Carrots and Sticks Don’t Work (book review)

When I received my review copy of Carrots and Sticks Don’t Work: Building a Culture of Employee Engagement with the Principles of RESPECT by Paul Marciano, I wasn’t sure about what to expect. I’ve talked about employee engagement before, and I feel like I know a good bit about the topic.

This book took it to a whole new level.

See, the engagement stuff is usually “fuzzy.” We know it’s a good concept, but we don’t receive a lot of practical advice on how to make it work. This book covers overarching concepts that affect human psychology at work and actionable ideas for employers to use to affect employee engagement on a daily basis. And the interesting part? It’s all based on respect.

If I could boil it down to a sentence, I’d say: It doesn’t take rocket science to help someone love what they do; with a little respect and attention you can have a dramatic effect on levels of employee engagement.

A few quick points

  • Giving gifts to employees doesn’t get them engaged. It just creates an entitlement mentality. (pg 30)
  • Extrinsic rewards for an activity reduce its intrinsic value. (pg 32)
  • Low employee engagement scores are associated with twice as many EEO complaints in one federal study mentioned in the book.

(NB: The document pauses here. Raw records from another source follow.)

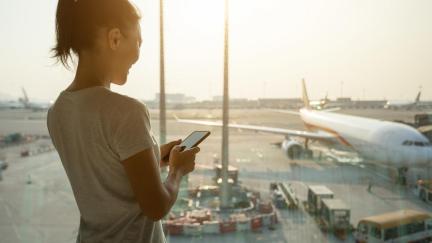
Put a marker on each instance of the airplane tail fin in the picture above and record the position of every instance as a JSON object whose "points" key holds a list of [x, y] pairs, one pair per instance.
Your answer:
{"points": [[25, 97], [305, 95], [418, 97]]}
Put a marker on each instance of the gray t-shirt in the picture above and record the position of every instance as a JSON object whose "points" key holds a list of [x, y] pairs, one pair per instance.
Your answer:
{"points": [[93, 130]]}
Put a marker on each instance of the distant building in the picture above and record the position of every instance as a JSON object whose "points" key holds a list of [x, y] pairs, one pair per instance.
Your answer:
{"points": [[176, 98]]}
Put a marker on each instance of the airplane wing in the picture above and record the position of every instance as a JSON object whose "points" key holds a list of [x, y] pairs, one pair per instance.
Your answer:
{"points": [[291, 112], [274, 130]]}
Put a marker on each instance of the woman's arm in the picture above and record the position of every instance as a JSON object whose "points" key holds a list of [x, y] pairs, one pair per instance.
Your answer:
{"points": [[154, 196]]}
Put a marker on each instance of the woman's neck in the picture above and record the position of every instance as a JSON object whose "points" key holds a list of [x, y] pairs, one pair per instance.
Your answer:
{"points": [[89, 73]]}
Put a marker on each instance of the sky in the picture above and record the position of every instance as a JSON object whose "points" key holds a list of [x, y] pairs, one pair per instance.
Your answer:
{"points": [[364, 49]]}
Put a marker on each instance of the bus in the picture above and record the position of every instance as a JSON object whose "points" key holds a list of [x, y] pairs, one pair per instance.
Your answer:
{"points": [[399, 226]]}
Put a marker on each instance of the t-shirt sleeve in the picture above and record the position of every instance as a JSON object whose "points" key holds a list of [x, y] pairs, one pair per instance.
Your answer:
{"points": [[132, 131]]}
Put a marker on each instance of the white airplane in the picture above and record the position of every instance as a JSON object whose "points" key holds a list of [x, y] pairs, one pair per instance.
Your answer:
{"points": [[377, 141], [35, 106], [403, 104]]}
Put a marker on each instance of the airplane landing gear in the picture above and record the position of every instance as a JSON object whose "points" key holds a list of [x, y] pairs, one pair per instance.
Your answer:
{"points": [[402, 176]]}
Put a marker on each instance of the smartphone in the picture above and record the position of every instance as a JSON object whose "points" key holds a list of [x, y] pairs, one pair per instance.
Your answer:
{"points": [[195, 138]]}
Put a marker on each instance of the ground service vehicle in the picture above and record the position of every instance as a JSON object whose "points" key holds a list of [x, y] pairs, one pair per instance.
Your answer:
{"points": [[400, 226]]}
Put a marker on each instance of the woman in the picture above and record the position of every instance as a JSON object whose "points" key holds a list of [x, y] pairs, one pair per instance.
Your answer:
{"points": [[104, 139]]}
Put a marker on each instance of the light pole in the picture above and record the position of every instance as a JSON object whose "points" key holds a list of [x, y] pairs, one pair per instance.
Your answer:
{"points": [[162, 107], [225, 197]]}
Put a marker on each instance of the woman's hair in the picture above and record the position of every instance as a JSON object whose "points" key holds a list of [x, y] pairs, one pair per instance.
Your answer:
{"points": [[77, 22]]}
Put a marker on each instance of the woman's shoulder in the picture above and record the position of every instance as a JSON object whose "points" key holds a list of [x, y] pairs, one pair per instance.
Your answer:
{"points": [[125, 103]]}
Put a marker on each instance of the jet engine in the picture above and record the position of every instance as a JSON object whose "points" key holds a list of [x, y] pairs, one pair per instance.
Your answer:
{"points": [[293, 149]]}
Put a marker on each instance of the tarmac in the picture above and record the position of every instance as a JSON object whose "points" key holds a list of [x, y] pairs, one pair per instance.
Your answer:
{"points": [[37, 204]]}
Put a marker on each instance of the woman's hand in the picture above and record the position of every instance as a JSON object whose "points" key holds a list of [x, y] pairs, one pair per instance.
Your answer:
{"points": [[165, 150], [182, 161]]}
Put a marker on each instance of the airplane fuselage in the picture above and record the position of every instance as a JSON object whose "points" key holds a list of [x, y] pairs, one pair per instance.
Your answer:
{"points": [[376, 140]]}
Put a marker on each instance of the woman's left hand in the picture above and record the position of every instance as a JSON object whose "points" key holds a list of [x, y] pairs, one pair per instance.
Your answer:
{"points": [[165, 150]]}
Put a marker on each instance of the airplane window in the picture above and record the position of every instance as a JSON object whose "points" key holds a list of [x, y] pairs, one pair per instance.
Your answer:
{"points": [[407, 143]]}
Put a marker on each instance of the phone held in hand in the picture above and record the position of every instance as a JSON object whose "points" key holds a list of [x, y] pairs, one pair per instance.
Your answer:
{"points": [[193, 140]]}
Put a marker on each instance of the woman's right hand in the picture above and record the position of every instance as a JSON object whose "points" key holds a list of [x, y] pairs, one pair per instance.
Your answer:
{"points": [[182, 161]]}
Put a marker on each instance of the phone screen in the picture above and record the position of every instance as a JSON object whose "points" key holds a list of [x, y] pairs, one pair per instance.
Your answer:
{"points": [[194, 139]]}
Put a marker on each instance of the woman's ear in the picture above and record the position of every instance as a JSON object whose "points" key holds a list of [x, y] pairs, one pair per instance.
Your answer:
{"points": [[114, 38]]}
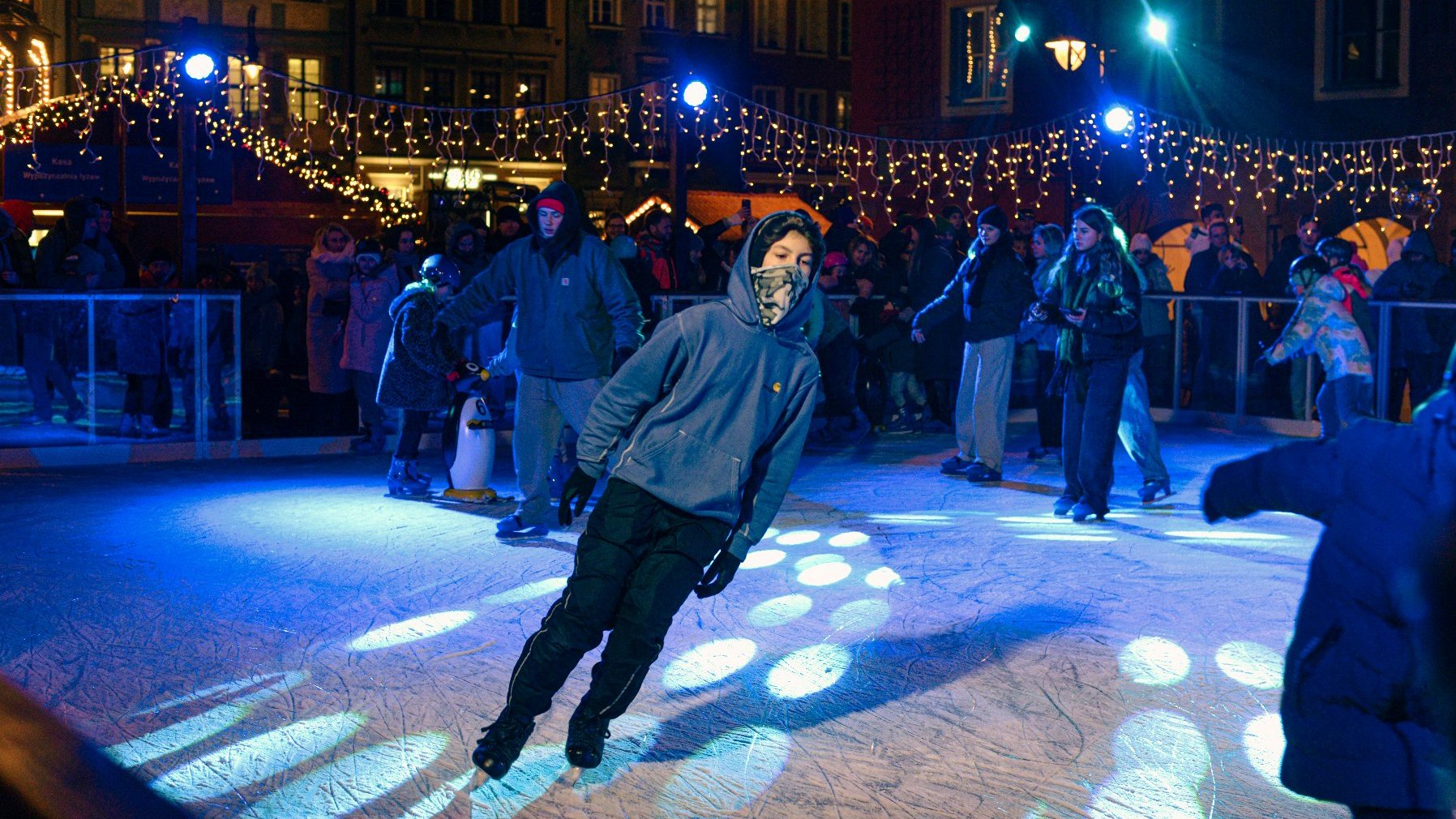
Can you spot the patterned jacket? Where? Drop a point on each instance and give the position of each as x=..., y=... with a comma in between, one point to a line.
x=1324, y=325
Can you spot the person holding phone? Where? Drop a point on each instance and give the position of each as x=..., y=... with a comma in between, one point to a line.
x=1094, y=299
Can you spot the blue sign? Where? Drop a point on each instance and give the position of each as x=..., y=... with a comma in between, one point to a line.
x=153, y=179
x=57, y=172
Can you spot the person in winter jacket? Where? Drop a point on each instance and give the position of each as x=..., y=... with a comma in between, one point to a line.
x=940, y=358
x=1136, y=427
x=67, y=258
x=991, y=290
x=1094, y=301
x=577, y=316
x=142, y=356
x=1046, y=248
x=1420, y=337
x=1324, y=324
x=417, y=369
x=1359, y=716
x=329, y=267
x=263, y=340
x=704, y=429
x=366, y=338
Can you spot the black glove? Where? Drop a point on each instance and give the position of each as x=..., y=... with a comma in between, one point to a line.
x=620, y=358
x=1227, y=490
x=577, y=488
x=718, y=576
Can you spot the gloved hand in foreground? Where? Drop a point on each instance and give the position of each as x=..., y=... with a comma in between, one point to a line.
x=574, y=495
x=718, y=576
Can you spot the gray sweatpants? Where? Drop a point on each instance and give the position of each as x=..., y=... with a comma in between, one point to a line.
x=541, y=409
x=984, y=398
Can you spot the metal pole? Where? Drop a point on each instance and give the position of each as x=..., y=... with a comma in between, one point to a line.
x=186, y=190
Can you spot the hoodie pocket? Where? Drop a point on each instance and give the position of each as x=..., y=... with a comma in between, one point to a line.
x=709, y=475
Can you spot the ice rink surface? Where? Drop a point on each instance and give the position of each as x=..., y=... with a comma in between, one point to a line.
x=276, y=637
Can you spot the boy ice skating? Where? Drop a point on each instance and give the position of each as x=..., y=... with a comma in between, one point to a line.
x=708, y=423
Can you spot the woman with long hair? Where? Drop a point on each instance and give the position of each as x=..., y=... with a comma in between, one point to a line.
x=1094, y=301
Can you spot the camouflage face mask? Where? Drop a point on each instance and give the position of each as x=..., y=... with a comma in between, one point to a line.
x=777, y=290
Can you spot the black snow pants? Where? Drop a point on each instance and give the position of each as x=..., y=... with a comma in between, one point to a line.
x=636, y=563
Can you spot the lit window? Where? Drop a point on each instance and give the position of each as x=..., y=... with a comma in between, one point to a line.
x=709, y=16
x=242, y=91
x=979, y=58
x=605, y=12
x=769, y=24
x=305, y=78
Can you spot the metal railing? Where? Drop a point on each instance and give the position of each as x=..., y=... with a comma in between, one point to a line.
x=58, y=318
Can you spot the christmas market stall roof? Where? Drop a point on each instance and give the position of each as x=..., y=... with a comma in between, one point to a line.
x=706, y=208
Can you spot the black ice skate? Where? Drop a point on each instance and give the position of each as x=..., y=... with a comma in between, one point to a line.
x=497, y=751
x=585, y=740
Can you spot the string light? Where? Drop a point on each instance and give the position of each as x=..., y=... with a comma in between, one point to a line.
x=314, y=131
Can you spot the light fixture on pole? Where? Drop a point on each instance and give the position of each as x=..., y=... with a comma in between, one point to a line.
x=1069, y=51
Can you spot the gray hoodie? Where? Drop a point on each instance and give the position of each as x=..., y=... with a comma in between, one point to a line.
x=713, y=413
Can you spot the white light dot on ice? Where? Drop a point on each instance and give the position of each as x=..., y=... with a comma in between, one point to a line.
x=816, y=560
x=727, y=775
x=1264, y=747
x=849, y=539
x=779, y=611
x=528, y=592
x=1251, y=663
x=859, y=615
x=370, y=774
x=1165, y=742
x=760, y=559
x=708, y=663
x=409, y=630
x=808, y=671
x=1154, y=661
x=256, y=758
x=824, y=574
x=883, y=577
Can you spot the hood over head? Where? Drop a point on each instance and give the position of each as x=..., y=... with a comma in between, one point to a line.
x=568, y=237
x=757, y=294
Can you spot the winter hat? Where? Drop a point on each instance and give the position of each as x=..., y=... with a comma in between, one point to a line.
x=369, y=248
x=993, y=216
x=623, y=247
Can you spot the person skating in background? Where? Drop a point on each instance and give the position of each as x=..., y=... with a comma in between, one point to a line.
x=417, y=369
x=1094, y=299
x=1046, y=248
x=1136, y=427
x=1360, y=723
x=721, y=389
x=989, y=294
x=1420, y=337
x=373, y=289
x=1324, y=325
x=577, y=316
x=329, y=265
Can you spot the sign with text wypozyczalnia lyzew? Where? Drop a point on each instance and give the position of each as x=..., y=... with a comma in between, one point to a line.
x=153, y=179
x=54, y=172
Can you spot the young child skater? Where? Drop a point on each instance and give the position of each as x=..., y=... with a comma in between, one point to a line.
x=420, y=373
x=705, y=426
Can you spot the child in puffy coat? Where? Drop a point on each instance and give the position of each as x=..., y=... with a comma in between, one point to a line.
x=1324, y=325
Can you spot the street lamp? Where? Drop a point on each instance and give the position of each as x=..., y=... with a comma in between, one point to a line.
x=1069, y=51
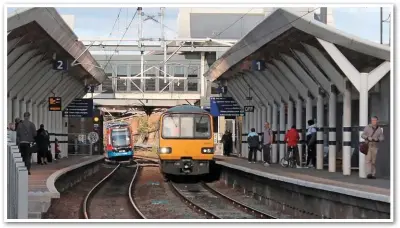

Recently I wrote a post about the cost of disengaged employees as a precursor to this short review. If you haven’t read it, you should. It’s a great preview of what sort of ideas this book can generate for you.

If you’re interested in getting this book, click here to get your own copy.

Check out other book reviews here.

Carrots and Sticks Don’t Work
Reviewed by Ben Eubanks on
Respect is the basis for all positive relationships
This book focuses on respect and how it is the basis for strong relationships at work. Leveraging respect is the only way to truly motivate and inspire your team.
Rating: 4

4 thoughts on “Carrots and Sticks Don’t Work (book review)

  1. Sandra Moorhead

    Hi Chris, I agree. Love “Drive”. Autonomy, mastery and higher purpose – works for me!

  2. Leon Noone

    G’Day Ben,
    I must have a look at the book. Coincidentally, my most recent blog post was “What’s Employee Ignorance Costing You?”

    My material is designed specifically for managers in small-medium business. But it can apply in larger businesses too.

    I’ve long believed that, where people are concerned, the prime role of a manager is to have employees effectively handle all day to day business so that the manager can get on with managing the business. This is heresy to some people, including some HR practitioners.

    Then again, I have lots of unconventional views about people management that don’t necessarily sit well with HR practitioners.